Texas A&M AgriLife Research is deploying unmanned aerial vehicles (UAVs) as part of a project to determine the right tools for early identification and control of weeds.
Dr. Muthu Bagavathiannan, an AgriLife Research weed scientist at Texas A&M’s College Station, is using drones to “read the weeds,” says the university.
“Our goal is to use advanced sensor technology to detect weeds from above the ground and implement precision weed management,” Bagavathiannan says.
The current practice is to have field scouts walk the large fields to look for weed issues, he explains. However, this is a tedious, time-consuming task that can be inaccurate, and bad weather conditions can prevent timely assessments of weed problems.
“But the UAV technology would provide the ability to fly over large fields and collect reliable information in a short time period that can be directly relayed into actionable information,” Bagavathiannan says. “We need this technology to make that identification sooner than the naked eye can.”

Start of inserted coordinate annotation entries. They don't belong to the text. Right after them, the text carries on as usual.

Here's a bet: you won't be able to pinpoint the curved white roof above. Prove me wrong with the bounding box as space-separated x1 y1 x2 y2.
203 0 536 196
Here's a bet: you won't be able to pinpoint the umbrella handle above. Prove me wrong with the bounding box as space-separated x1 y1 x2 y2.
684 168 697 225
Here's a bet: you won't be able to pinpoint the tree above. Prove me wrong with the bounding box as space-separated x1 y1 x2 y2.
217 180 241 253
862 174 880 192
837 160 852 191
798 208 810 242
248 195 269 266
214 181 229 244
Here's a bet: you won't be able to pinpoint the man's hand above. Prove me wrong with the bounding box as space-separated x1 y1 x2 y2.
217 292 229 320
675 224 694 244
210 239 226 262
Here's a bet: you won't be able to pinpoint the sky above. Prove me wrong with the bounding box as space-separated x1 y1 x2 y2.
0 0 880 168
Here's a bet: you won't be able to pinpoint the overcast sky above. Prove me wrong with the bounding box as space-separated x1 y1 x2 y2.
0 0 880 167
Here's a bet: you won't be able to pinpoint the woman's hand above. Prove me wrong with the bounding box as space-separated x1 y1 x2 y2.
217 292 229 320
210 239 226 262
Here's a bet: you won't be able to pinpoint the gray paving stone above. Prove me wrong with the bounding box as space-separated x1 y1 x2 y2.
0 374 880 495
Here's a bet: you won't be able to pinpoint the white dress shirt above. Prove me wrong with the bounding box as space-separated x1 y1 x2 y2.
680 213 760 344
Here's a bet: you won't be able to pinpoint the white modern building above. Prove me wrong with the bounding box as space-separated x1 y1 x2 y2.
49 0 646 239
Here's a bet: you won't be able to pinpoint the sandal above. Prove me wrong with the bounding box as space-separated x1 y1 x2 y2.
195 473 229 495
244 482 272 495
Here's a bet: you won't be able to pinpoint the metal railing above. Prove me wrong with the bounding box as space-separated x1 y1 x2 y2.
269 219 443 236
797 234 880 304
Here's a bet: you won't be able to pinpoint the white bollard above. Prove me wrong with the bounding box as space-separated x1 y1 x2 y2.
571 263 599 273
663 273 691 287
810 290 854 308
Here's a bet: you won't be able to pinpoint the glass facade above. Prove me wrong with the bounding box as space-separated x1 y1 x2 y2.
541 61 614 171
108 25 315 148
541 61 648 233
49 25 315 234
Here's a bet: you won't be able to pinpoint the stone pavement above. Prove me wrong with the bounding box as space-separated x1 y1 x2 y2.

“The ultimate goal is to identify the weed species, the areas of the field they appear, and in what densities so precision herbicide applications can be made or a herbicide program developed that better suits what is in the field,” adds Dr. Vijay Singh, an AgriLife Research assistant research scientist working with Bagavathiannan in College Station. “Geotagged maps would allow coordinates to be fed to a ground vehicle or an aerial applicator to treat specific areas.”
Members of the Texas A&M team that Bagavathiannan works with in College Station, among others, include Dr. Nithya Rajan, AgriLife Research crop physiologist; Drs. Michael Bishop and Anthony Philippi at the Center for Geospatial Sciences, Applications and Technology (GEOSAT); and Dr. Dale Cope, associate professor in the department of mechanical engineering.

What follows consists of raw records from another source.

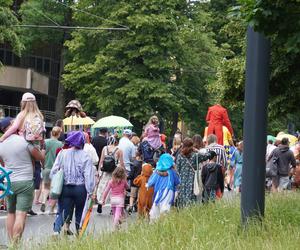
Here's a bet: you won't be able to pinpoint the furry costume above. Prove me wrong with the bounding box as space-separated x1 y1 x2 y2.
133 163 153 217
206 104 233 145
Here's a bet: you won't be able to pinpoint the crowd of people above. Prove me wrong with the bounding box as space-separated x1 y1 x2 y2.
0 93 300 244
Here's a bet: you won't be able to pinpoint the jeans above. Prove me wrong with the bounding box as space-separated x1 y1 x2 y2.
53 185 87 232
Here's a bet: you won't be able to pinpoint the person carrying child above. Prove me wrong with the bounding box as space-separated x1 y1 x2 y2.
146 154 180 221
100 167 129 229
133 163 154 218
201 151 224 203
0 92 45 145
127 152 143 214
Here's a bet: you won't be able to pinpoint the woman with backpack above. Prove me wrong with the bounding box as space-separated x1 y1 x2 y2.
176 138 201 208
97 136 125 214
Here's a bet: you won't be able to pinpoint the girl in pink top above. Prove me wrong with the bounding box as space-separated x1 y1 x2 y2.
100 167 128 228
144 115 162 149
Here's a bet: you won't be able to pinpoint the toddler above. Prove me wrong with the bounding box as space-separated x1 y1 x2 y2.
100 167 128 228
133 163 153 218
0 93 45 144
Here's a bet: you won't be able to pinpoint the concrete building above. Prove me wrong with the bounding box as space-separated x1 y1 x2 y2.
0 45 59 123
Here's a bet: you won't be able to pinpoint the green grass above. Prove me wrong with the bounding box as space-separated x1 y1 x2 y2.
25 192 300 250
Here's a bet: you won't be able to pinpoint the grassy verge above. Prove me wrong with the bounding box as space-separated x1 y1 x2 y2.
27 192 300 250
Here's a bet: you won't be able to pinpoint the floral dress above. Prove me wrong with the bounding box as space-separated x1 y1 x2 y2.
176 153 198 207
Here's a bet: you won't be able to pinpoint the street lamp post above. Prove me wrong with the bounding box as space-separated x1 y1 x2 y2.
241 27 270 225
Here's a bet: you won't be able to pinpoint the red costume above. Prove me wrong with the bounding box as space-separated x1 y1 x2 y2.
206 104 233 145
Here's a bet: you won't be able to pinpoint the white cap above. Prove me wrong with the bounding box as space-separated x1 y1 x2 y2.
22 92 36 102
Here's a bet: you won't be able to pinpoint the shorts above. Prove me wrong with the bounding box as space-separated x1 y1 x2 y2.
42 168 51 184
34 165 42 190
130 187 139 199
6 181 34 213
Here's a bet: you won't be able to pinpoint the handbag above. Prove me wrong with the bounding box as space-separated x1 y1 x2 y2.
266 155 278 178
188 155 203 196
50 152 64 199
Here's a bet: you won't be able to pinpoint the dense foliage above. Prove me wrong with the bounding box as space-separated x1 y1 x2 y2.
0 0 24 64
209 0 300 136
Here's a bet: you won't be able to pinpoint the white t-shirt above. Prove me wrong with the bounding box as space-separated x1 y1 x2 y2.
266 144 277 160
118 137 136 171
0 134 33 182
83 143 99 166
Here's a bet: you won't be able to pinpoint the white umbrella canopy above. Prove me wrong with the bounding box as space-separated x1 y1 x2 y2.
92 115 133 129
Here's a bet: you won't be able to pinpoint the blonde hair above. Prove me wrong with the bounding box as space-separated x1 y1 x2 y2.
112 167 127 183
146 115 158 126
51 127 62 137
172 136 182 151
20 101 44 127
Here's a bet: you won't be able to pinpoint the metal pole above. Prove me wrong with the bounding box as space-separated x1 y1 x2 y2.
13 24 129 30
241 27 270 225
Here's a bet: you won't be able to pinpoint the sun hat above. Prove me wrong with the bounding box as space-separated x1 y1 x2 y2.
0 116 13 133
156 154 174 171
22 92 36 102
66 131 85 149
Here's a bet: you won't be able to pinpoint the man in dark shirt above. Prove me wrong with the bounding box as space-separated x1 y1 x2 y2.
268 138 296 192
92 128 108 168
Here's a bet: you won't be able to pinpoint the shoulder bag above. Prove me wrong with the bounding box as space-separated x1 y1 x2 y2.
50 152 64 199
188 154 203 196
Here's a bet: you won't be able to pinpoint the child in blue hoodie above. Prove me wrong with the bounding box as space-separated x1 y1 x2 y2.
146 154 180 221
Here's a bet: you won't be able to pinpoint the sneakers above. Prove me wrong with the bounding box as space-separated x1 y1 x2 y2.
41 204 46 213
27 209 37 216
97 204 102 214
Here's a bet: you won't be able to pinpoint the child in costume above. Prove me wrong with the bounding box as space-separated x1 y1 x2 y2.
0 92 45 145
127 152 143 214
133 163 154 218
100 167 128 228
146 154 180 221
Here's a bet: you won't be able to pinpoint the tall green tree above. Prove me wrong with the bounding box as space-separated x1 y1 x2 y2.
64 0 215 132
209 0 300 136
0 0 24 63
20 0 76 119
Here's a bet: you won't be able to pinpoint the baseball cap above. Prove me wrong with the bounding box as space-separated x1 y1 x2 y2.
123 129 132 135
0 116 13 133
22 92 36 102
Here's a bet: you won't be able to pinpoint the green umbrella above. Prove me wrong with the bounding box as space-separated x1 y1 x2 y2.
92 115 133 129
267 135 276 143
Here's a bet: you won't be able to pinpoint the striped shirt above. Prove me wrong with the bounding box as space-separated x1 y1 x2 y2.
206 143 228 168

According to the university, the GEOSAT scientists are creating algorithms and indices that can one day be used by crop consultants to help producers identify weeds earlier, achieve greater control and use less chemical overall – and thus be more economical and environmentally friendly.
“Putting this information into the hands of a consultant will be more cost-effective, as they can fly multiple fields in a short time,” Bagavathiannan says.
“We started working on weed and crop species differentiation in 2015, and over the past two years, we’ve collected a good amount of preliminary data to be able to look at images and conduct analysis,” he adds.
The project is not without its challenges, though, Bagavathiannan notes.
“We have to be able to detect weeds when they are very small and treatable, and that is only achievable by flying very low or using very high-resolution cameras,” Singh says. “We have found the rotary-wing aircraft to be more useful than fixed-wing because they can hover at lower altitudes and perform agile maneuvering, which makes them well-suited for field inspections.”
For instance, he says the current cameras are able to achieve a pixel size of 2 centimeters, but a size of a few millimeters is ideal for capturing more details of the weed.
Singh says a simple RGB image analysis was sufficient to differentiate some weeds, such as morning glories, devil’s claw and cocklebur, which can be done based on color, shape and textural features. They are also using multispectral and hyperspectral imagery, both useful in distinguishing several species.